Copy compsyn.json to machamp/configs and replace the traning and development data paths with the paths to the files you selected/created in step 2.

You can now train your model by running

python3 train.py --dataset_configs configs/compsyn.json --device N

from the MaChAmp folder. If you are working on MLTGPU, replace N with 0 (GPU). If you are using your laptop or EDUSERV, replace it with -1, which instructs MaChAmp to train the model on the CPU.

Everything you see on screen at this stage will be saved in a training log file called logs/compsyn/DATE/log.txt.

Step 4: evaluation

Run your newly trained model with

python predict.py logs/compsyn/DATE/model.pt PATH-TO-YOUR-PART1-TREEBANK predictions/OUTPUT-FILE-NAME.conllu --device N

This saves your model's predictions, i.e. the trees produced by your new parser, in predictions/OUTPUT-FILE-NAME.conllu.

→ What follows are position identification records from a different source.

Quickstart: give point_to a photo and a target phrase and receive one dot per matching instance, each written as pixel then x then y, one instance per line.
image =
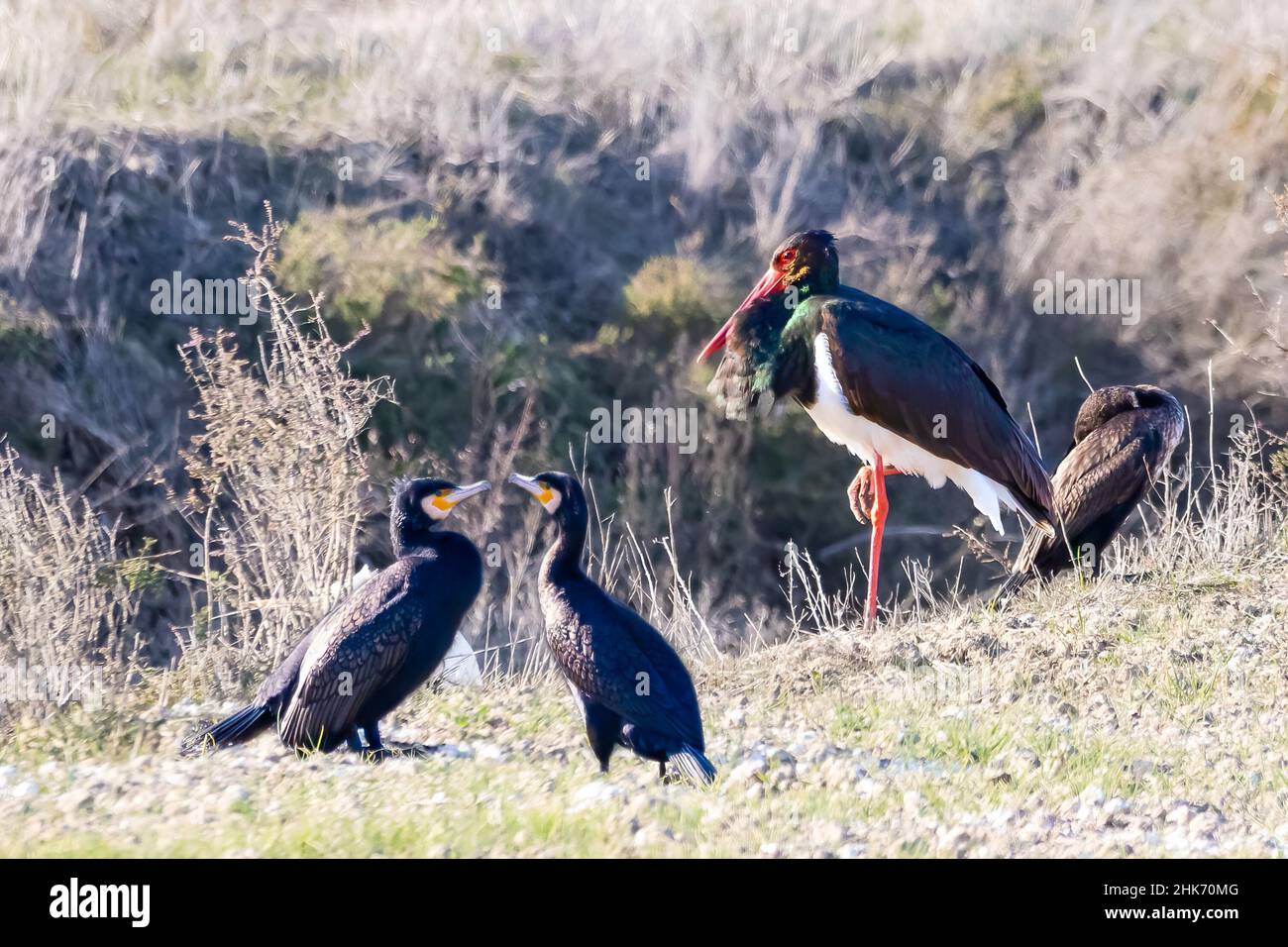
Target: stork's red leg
pixel 879 509
pixel 861 492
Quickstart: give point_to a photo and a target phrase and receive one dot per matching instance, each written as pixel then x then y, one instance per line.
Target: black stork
pixel 631 688
pixel 376 646
pixel 1124 438
pixel 880 381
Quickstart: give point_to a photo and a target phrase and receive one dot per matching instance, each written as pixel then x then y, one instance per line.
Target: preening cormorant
pixel 896 392
pixel 630 684
pixel 1124 438
pixel 376 646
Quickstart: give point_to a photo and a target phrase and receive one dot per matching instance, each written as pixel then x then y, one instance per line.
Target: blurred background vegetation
pixel 520 213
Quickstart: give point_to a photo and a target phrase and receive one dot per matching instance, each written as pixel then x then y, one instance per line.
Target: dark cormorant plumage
pixel 631 685
pixel 378 644
pixel 1122 441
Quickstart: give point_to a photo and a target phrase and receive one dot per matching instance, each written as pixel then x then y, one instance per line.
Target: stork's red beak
pixel 769 283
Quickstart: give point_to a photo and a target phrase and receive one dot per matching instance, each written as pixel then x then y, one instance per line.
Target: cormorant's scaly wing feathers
pixel 626 664
pixel 360 646
pixel 1106 474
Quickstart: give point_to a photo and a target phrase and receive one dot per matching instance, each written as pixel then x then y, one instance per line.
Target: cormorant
pixel 901 395
pixel 631 686
pixel 376 646
pixel 1124 438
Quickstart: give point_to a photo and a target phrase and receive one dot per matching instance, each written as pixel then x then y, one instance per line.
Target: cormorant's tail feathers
pixel 235 729
pixel 694 766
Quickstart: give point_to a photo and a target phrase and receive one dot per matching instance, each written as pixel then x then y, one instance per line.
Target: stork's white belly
pixel 866 440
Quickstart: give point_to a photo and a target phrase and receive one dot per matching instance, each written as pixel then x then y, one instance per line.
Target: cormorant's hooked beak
pixel 465 492
pixel 533 486
pixel 769 283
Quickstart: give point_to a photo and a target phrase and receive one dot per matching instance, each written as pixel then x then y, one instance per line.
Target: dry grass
pixel 277 474
pixel 67 594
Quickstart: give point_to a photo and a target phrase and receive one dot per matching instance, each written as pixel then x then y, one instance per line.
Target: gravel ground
pixel 1142 719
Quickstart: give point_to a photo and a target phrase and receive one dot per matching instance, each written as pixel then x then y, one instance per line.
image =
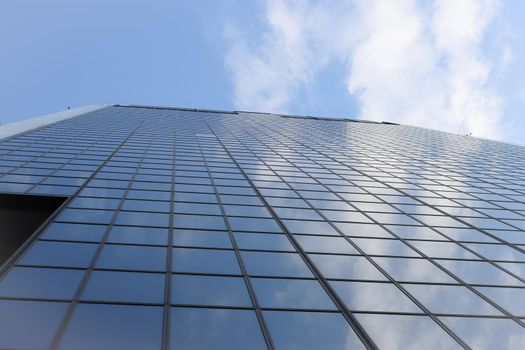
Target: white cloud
pixel 407 62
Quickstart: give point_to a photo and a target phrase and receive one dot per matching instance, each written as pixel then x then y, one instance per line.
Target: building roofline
pixel 204 110
pixel 16 128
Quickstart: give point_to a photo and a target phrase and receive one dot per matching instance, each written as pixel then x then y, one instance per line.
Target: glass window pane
pixel 197 238
pixel 192 328
pixel 369 296
pixel 199 222
pixel 263 241
pixel 443 250
pixel 41 318
pixel 59 254
pixel 86 216
pixel 511 299
pixel 413 270
pixel 310 330
pixel 209 290
pixel 42 283
pixel 125 287
pixel 138 235
pixel 204 261
pixel 310 227
pixel 139 258
pixel 406 332
pixel 74 232
pixel 291 294
pixel 347 267
pixel 321 244
pixel 362 230
pixel 275 264
pixel 142 219
pixel 373 246
pixel 479 272
pixel 103 326
pixel 451 300
pixel 484 333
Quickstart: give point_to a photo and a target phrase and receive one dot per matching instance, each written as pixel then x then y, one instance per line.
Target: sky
pixel 449 65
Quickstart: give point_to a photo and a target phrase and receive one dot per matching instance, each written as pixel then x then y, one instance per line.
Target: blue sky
pixel 449 65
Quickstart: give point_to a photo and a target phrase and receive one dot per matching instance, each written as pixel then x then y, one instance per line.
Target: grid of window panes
pixel 196 230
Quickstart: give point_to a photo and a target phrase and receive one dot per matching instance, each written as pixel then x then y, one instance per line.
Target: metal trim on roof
pixel 16 128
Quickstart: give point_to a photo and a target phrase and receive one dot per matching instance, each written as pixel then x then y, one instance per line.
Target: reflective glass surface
pixel 311 330
pixel 217 329
pixel 101 326
pixel 194 229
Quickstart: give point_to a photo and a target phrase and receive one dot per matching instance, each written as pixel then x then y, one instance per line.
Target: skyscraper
pixel 167 228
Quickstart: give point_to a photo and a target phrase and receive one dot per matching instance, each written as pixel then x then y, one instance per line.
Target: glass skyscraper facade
pixel 192 229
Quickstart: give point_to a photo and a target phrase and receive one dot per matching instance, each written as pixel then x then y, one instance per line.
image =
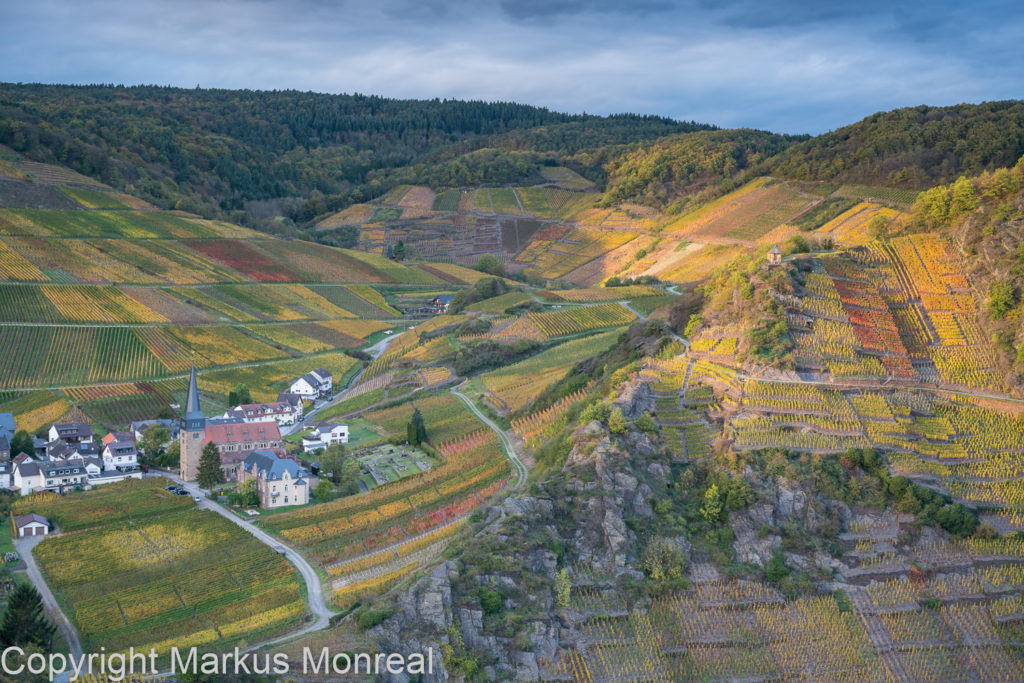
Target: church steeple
pixel 193 432
pixel 193 418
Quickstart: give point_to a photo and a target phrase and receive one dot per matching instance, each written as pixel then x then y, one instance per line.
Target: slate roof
pixel 29 518
pixel 74 429
pixel 7 424
pixel 269 466
pixel 241 432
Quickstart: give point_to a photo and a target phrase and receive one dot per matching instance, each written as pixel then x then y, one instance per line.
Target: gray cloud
pixel 792 67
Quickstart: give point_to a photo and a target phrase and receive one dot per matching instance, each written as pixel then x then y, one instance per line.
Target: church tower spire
pixel 193 433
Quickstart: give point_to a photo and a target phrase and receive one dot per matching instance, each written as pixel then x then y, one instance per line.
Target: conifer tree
pixel 210 473
pixel 25 622
pixel 416 431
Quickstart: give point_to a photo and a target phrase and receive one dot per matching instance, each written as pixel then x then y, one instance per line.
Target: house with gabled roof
pixel 32 524
pixel 313 384
pixel 280 481
pixel 7 425
pixel 72 432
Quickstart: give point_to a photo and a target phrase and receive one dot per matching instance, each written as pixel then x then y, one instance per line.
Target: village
pixel 249 438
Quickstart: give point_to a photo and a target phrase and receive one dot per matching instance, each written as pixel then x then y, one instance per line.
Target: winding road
pixel 513 457
pixel 70 633
pixel 314 592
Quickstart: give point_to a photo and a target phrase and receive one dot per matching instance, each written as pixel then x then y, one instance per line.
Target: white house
pixel 294 400
pixel 120 456
pixel 72 432
pixel 324 435
pixel 280 481
pixel 284 413
pixel 313 384
pixel 58 475
pixel 32 524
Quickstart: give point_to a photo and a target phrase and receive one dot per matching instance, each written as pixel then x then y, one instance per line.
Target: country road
pixel 506 441
pixel 377 350
pixel 314 591
pixel 24 548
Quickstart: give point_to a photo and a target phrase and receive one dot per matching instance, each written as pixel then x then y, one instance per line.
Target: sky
pixel 784 66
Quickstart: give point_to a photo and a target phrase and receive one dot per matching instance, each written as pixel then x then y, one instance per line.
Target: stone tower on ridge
pixel 193 432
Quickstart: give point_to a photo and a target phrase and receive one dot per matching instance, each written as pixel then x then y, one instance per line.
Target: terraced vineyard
pixel 397 513
pixel 514 386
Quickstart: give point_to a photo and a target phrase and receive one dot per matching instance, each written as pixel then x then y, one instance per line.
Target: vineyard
pixel 146 569
pixel 393 514
pixel 743 631
pixel 513 387
pixel 747 214
pixel 562 323
pixel 554 253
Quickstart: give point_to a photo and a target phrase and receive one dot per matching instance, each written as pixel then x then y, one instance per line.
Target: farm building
pixel 72 432
pixel 312 385
pixel 293 399
pixel 441 302
pixel 236 441
pixel 280 481
pixel 6 424
pixel 32 524
pixel 284 413
pixel 120 456
pixel 57 475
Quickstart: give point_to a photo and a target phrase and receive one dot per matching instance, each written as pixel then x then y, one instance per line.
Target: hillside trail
pixel 70 633
pixel 513 457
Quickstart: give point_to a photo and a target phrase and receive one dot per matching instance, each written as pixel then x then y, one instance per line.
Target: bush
pixel 645 424
pixel 491 600
pixel 775 569
pixel 369 617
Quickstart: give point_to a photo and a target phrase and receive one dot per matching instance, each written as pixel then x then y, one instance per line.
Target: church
pixel 235 438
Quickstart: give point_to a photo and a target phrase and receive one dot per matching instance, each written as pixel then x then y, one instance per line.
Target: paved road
pixel 377 350
pixel 24 547
pixel 639 314
pixel 314 591
pixel 506 441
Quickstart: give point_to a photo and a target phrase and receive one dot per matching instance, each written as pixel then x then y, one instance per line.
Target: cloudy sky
pixel 786 66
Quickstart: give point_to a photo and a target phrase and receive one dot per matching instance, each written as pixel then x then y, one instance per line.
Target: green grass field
pixel 148 569
pixel 503 200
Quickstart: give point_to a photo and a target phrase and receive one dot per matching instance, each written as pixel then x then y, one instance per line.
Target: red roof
pixel 242 433
pixel 30 518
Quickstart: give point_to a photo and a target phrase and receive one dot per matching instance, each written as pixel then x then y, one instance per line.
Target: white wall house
pixel 284 413
pixel 57 475
pixel 280 481
pixel 32 524
pixel 313 384
pixel 120 456
pixel 325 435
pixel 72 432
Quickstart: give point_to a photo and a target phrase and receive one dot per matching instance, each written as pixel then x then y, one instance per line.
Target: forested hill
pixel 913 147
pixel 273 160
pixel 215 152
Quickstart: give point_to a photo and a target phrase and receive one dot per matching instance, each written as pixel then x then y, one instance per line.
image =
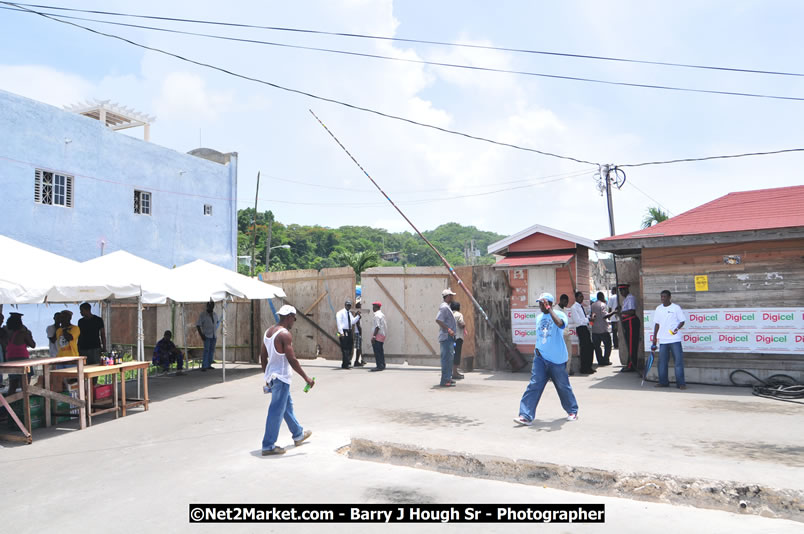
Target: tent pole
pixel 223 327
pixel 140 347
pixel 184 336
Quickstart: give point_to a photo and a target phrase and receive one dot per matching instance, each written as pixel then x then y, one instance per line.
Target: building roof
pixel 762 209
pixel 500 246
pixel 532 260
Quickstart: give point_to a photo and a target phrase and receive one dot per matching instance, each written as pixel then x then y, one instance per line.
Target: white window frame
pixel 535 285
pixel 143 202
pixel 53 188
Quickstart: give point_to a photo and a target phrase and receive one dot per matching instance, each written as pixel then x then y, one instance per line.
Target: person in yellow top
pixel 67 335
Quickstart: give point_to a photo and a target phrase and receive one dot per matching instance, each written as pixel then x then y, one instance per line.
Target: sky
pixel 436 177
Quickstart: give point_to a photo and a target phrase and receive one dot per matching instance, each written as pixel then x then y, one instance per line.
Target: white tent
pixel 26 271
pixel 199 281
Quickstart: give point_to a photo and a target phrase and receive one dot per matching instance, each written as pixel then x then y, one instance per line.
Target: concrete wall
pixel 107 167
pixel 770 274
pixel 318 295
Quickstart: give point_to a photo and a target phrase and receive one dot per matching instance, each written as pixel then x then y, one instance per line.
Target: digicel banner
pixel 523 327
pixel 765 330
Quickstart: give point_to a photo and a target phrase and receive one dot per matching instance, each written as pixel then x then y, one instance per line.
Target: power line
pixel 388 115
pixel 707 158
pixel 434 63
pixel 307 94
pixel 422 41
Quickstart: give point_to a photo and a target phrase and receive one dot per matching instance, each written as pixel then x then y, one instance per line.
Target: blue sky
pixel 424 170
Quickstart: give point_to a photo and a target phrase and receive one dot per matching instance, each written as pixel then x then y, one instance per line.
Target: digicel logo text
pixel 776 317
pixel 526 332
pixel 702 317
pixel 733 339
pixel 770 339
pixel 737 317
pixel 697 339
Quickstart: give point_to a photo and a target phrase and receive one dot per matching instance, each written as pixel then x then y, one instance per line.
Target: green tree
pixel 359 261
pixel 653 215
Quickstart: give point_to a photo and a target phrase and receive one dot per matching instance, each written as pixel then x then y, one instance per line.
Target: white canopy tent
pixel 198 281
pixel 29 275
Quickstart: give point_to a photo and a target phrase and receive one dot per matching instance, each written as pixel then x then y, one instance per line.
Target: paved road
pixel 200 443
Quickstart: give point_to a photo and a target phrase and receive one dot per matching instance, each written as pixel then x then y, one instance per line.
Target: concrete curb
pixel 701 493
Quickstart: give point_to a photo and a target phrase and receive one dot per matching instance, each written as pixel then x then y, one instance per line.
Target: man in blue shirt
pixel 549 363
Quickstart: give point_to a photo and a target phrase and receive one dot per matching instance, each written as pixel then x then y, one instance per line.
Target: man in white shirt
pixel 631 326
pixel 346 321
pixel 563 307
pixel 612 316
pixel 581 324
pixel 668 320
pixel 378 335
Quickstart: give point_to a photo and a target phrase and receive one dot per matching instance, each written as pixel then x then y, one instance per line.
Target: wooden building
pixel 541 259
pixel 736 266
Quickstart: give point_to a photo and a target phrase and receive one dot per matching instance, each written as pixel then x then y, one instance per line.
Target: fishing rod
pixel 512 355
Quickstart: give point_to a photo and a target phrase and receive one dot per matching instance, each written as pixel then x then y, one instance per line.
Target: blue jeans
pixel 281 407
pixel 209 352
pixel 541 372
pixel 664 361
pixel 379 353
pixel 447 355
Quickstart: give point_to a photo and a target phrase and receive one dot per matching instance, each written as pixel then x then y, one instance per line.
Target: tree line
pixel 318 247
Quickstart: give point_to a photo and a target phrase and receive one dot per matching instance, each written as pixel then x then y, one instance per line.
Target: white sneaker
pixel 521 420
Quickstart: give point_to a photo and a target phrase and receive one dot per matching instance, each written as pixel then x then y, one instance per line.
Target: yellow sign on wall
pixel 701 282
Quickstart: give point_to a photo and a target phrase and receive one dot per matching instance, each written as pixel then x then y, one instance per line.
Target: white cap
pixel 287 309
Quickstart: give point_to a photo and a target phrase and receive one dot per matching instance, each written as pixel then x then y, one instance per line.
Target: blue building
pixel 73 186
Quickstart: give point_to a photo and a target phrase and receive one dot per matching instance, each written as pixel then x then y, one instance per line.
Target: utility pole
pixel 268 246
pixel 254 240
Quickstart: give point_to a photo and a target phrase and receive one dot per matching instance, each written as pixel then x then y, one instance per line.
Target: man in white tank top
pixel 277 359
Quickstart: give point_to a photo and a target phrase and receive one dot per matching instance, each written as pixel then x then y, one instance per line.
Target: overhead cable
pixel 421 41
pixel 308 94
pixel 438 63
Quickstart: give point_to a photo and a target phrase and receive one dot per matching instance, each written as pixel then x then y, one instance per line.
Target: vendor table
pixel 21 367
pixel 118 370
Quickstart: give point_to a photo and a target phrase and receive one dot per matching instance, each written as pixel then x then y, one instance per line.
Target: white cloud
pixel 44 83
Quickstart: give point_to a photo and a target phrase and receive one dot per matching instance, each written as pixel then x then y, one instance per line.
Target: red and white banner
pixel 523 327
pixel 759 330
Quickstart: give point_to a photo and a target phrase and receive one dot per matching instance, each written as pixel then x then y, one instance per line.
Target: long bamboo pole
pixel 512 355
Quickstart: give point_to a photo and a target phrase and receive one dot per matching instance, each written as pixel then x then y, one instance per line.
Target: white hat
pixel 287 309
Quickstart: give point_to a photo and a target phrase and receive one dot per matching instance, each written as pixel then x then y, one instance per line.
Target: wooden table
pixel 21 367
pixel 118 370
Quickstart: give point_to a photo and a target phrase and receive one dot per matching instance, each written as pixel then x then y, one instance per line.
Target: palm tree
pixel 654 216
pixel 359 261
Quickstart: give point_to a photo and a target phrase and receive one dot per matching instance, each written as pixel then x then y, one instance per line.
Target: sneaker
pixel 305 435
pixel 274 451
pixel 522 420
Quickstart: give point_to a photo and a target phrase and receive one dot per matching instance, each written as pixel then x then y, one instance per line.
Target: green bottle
pixel 307 386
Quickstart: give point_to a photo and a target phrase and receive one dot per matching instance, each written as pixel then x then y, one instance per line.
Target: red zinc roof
pixel 764 209
pixel 533 259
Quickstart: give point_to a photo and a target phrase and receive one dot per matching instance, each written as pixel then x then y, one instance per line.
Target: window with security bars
pixel 142 202
pixel 53 189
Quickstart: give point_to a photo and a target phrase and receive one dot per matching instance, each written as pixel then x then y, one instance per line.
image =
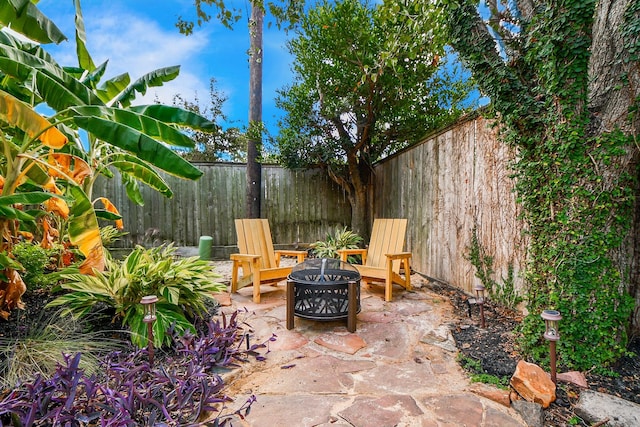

You can take a look at this file to get a first impression of how your model performs.

Then, use the machamp/scripts/misc/conll18_ud_eval.py script to evaluate the system output against your annotations. You can run it as

python scripts/misc/conll18_ud_eval.py PATH-TO-YOUR-PART1-TREEBANK predictions/OUTPUT-FILE-NAME.conllu

On Canvas, submit the training logs, the predictions and the output of conll18_ud_eval.py, along with a short text summarizing your considerations on the performance of the parser, based on the predictions themselves and on the output of the results of the evaluation.